The scale was found to adhere to the two-factor perspective of risk perception, in which some items related to the severity or susceptibility of how dangerous the condition can be to the individuals’ lives (cognitive domain), and some items are associated with feelings about the conditions of risk (emotional domain), with the factorial structure of the scale conforming with the suggestion of the international literature (Qiao et al., 2020; Qiao et al., 2021; Paek & Hove, 2017). The original 20-item scale developed by the authors of this paper was reduced to a 13-item scale. Having investigated the content-based evidence of validity and internal structure, the norms proposed for the population could help professionals to measure the risk perception levels of their patients and make the best decisions for them.

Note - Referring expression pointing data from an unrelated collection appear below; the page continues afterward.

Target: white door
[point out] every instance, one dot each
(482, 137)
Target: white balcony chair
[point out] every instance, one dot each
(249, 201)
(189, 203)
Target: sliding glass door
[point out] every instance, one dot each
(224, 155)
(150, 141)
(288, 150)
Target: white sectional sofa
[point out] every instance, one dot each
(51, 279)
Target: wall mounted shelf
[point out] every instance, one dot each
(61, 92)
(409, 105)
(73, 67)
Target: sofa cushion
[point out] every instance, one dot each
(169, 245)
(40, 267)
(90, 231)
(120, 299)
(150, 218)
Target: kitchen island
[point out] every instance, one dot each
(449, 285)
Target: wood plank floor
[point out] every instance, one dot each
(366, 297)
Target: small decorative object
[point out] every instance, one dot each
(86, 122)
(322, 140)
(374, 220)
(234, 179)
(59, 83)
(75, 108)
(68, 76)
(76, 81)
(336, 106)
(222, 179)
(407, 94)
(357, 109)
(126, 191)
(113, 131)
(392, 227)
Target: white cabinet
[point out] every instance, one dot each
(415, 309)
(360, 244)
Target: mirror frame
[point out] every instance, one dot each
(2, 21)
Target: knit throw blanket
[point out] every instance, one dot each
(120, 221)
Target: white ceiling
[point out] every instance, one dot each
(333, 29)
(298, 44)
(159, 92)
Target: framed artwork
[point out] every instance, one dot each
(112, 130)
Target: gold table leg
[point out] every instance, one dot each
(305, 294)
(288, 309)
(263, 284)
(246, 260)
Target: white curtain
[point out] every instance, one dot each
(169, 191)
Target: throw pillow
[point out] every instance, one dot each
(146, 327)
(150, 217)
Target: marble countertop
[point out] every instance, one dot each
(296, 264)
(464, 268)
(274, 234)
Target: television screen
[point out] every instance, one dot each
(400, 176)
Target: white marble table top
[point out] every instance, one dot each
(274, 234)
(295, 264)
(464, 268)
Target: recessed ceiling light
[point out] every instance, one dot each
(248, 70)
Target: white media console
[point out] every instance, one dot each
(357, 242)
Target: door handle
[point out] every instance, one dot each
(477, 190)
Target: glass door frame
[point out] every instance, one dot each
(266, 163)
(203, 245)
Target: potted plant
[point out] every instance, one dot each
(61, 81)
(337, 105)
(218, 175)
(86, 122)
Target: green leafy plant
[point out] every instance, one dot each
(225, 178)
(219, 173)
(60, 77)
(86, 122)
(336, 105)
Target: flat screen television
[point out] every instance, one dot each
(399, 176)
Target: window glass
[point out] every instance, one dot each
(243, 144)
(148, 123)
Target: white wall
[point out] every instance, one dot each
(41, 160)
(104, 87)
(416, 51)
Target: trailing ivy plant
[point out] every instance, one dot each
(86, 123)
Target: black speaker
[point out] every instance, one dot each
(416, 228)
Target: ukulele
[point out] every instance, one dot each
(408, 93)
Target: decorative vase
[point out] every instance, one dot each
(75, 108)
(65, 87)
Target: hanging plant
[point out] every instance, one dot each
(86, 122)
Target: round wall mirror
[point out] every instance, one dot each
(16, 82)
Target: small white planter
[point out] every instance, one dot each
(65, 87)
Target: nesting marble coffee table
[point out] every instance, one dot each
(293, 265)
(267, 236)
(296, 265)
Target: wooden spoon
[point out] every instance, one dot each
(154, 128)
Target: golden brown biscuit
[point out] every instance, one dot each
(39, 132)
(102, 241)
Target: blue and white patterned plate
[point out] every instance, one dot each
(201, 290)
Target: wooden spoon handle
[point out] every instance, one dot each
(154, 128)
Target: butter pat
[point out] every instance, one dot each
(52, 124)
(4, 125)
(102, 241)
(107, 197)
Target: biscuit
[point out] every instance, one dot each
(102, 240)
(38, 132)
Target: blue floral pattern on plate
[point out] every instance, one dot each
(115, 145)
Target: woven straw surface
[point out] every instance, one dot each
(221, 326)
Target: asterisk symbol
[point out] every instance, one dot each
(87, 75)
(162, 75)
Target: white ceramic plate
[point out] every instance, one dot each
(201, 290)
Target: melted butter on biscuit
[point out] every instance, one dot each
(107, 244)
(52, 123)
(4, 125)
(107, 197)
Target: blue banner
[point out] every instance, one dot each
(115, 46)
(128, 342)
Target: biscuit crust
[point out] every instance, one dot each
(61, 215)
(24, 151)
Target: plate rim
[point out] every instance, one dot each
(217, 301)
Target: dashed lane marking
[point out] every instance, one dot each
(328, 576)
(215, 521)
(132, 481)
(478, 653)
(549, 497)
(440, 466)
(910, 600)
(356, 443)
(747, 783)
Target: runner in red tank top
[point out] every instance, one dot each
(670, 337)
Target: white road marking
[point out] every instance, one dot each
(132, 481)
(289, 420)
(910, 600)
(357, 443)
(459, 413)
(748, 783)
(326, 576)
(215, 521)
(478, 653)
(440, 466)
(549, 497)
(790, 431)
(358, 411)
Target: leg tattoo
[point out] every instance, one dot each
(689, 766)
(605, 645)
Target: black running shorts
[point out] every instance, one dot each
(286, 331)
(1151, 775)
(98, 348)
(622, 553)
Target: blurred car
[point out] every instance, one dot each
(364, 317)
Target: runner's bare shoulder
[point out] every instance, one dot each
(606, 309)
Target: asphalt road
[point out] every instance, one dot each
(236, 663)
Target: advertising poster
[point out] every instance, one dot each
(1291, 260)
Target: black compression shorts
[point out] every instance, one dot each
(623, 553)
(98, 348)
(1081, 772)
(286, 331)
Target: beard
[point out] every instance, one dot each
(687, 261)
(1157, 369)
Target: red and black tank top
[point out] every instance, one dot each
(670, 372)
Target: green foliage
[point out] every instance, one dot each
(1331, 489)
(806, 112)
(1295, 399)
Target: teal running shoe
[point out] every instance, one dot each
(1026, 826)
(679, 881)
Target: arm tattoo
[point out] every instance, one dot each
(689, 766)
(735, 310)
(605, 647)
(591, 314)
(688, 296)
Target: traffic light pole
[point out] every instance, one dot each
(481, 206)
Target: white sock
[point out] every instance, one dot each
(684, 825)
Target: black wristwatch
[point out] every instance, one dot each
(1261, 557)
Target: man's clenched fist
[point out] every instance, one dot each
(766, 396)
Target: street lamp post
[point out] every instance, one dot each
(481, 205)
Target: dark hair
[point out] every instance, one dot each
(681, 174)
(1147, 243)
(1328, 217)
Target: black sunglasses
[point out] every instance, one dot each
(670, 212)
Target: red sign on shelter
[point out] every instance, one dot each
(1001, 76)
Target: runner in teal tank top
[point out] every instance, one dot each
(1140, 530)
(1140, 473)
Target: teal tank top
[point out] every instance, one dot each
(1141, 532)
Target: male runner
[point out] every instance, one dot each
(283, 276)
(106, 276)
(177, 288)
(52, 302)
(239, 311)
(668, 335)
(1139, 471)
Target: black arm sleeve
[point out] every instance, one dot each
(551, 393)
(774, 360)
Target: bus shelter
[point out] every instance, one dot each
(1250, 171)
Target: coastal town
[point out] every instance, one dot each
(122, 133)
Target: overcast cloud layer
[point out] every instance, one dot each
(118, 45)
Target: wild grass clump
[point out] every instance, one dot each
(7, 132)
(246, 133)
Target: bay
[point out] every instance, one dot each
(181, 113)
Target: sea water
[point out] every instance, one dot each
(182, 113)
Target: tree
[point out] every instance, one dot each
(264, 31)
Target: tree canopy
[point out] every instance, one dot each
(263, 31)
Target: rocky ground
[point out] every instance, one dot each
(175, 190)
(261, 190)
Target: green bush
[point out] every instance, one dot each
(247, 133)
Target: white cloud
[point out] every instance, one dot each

This study has some limitations. The first of them is the lack of participants with non-higher education. Perhaps, the small number of participants in this condition was obtained because the data collection was performed online through Google Forms, limiting the access of people with fewer years of study. Another limitation was the lack of other sources of validity evidence, such as relation to other variables (convergent, discriminant, and criteria validity) because of the testing and response process (AERA et al., 2014). Further studies should provide these other sources of valid evidence to support the fact that the scale measures what it proposes. Furthermore, this scale opens one more possibility to analyze relations between its factors and other variables, such as mental health disorders, which could promote the understanding of possible associations and the generation of new cognitive models (Pacico, Hutz, Schneider & Bandeira, 2015; AERA et al., 2014).